Enhanced Vector Tracking of GNSS Signals based on Space-frequency Diversity Reception
Meiling Wang, Yafeng Li, School of Automation, Beijing Institute of Technology, China; Nagaraj C. Shivaramaiah, University of Colorado at Boulder
In harsh environments (indoor, tunnel, urban canyon, dense forest, etc.), it is difficult for traditional GNSS receivers to provide accurate and reliable Position, Navigation and Timing (PNT) services due to signal blockage, attenuation, and multi-path fading. With the expansion and increasing demand for location-based services, the contradiction between the high degree of user dependence on GNSS and the vulnerability of GNSS receivers in adverse conditions is becoming more and more serious.

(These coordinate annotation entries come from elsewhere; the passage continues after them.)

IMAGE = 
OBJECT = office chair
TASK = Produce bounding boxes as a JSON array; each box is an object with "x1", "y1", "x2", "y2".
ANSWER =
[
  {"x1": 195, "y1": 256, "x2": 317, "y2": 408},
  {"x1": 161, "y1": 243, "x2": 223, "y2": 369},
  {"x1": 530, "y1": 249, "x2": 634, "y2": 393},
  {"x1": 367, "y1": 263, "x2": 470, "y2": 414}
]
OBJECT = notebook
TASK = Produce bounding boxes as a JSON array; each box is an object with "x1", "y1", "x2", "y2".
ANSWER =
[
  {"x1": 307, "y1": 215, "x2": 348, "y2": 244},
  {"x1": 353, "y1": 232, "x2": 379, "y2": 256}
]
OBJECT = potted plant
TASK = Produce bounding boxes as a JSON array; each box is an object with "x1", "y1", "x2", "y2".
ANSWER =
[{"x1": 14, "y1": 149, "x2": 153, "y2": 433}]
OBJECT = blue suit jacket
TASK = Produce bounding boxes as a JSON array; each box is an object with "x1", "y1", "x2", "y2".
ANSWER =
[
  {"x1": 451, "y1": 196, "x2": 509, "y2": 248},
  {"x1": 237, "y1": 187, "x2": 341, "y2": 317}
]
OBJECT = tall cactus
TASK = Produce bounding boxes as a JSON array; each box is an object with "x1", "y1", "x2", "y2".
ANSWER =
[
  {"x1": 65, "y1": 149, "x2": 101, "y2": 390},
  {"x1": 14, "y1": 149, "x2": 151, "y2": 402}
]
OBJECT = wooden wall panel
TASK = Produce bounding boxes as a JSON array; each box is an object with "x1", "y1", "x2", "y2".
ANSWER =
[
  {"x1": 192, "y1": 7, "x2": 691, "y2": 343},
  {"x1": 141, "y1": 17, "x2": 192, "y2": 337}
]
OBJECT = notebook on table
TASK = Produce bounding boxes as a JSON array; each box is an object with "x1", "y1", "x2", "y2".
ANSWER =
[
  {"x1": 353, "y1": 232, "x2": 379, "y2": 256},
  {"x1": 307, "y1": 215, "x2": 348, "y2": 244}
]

Traditional GNSS receivers generally achieve fine synchronization between locally generated and received signals by scalar tracking mode. The scalar tracking performance for each signal only depends on the processing capability of the corresponding channel; once the signal quality of a specific channel degrades, its tracking tends to be interrupted. To improve signal tracking robustness in adverse conditions, various joint processing technologies have been developed [1-3]. Among them, the vector tracking method is arguably one of the most effective methods and is regarded as a next-generation tracking approach for advanced GNSS receivers .
The superior performance of vector tracking is derived from the fact that the PVT (Position, Velocity and Time) information is fed back to tracking channels to achieve aiding of weak signal tracking by strong signals . Therefore, in scenarios where all received signals are fairly attenuated, the overall performance of vector tracking would be degraded consequently. In such conditions, increasing the processing gain of weak signals by extending correlation time is limited by navigation bit transition, receiver oscillator instability, and user dynamics. That is, on the basis of single frequency reception, it is impossible to make the signal processing gain substantially improved in simple time-domain operations. Diversity reception technology has been widely used in communication and radar signal processing in signal fading conditions. In recent years, several researchers have tried to adopt diversity reception strategy to enhance processing gain of weak GNSS signals [6-7], providing new ideas for dealing with challenging operating environments for GNSS receivers.
The objective of this paper is to explore methods for combining advantages of both diversity reception and vector tracking in an effective way. For this end, two wide-band GPS antennas are employed to receive L1 C/A and L2C signals to achieve space-frequency diversity reception. To fully exploit the diversity gain, a signal power combining method in correlator level is proposed for diverse signals transmitted by the same satellite. Combined correlation values are then used to construct non-coherent DLL and differential-power FLL discriminators. In addition to the prompt correlation values, the differential-power FLL discriminator also requires the use of slow and fast correlation values , which inevitably increases the complexity of the receiver design. To solve this problem a phase-rotation technique is presented to generate the slow and fast correlation values using the prompt correlation values. This provides a computationally efficient implementation strategy for the diversity combining and makes the correlator structure compatible with the classical GNSS receiver architecture. Code phase and frequency tracking error estimates are finally employed to steer an extended Kalman filter to close the Vector Delay/Frequency Lock Loops (VDFLL).
Four vector tracking methodologies of different signal receptions, namely, single frequency, space diversity, frequency diversity and space-frequency diversity, are implemented and compared. Experiments with real GPS signals captured by pedestrian under heavy foliage are conducted to verify the effectiveness of the proposed tracking method. The results show that the vector tracking based on space-frequency diversity reception significantly outperforms the other three implementations in term of both signal tracking robustness and positioning accuracy in deep signal attenuation/fading conditions.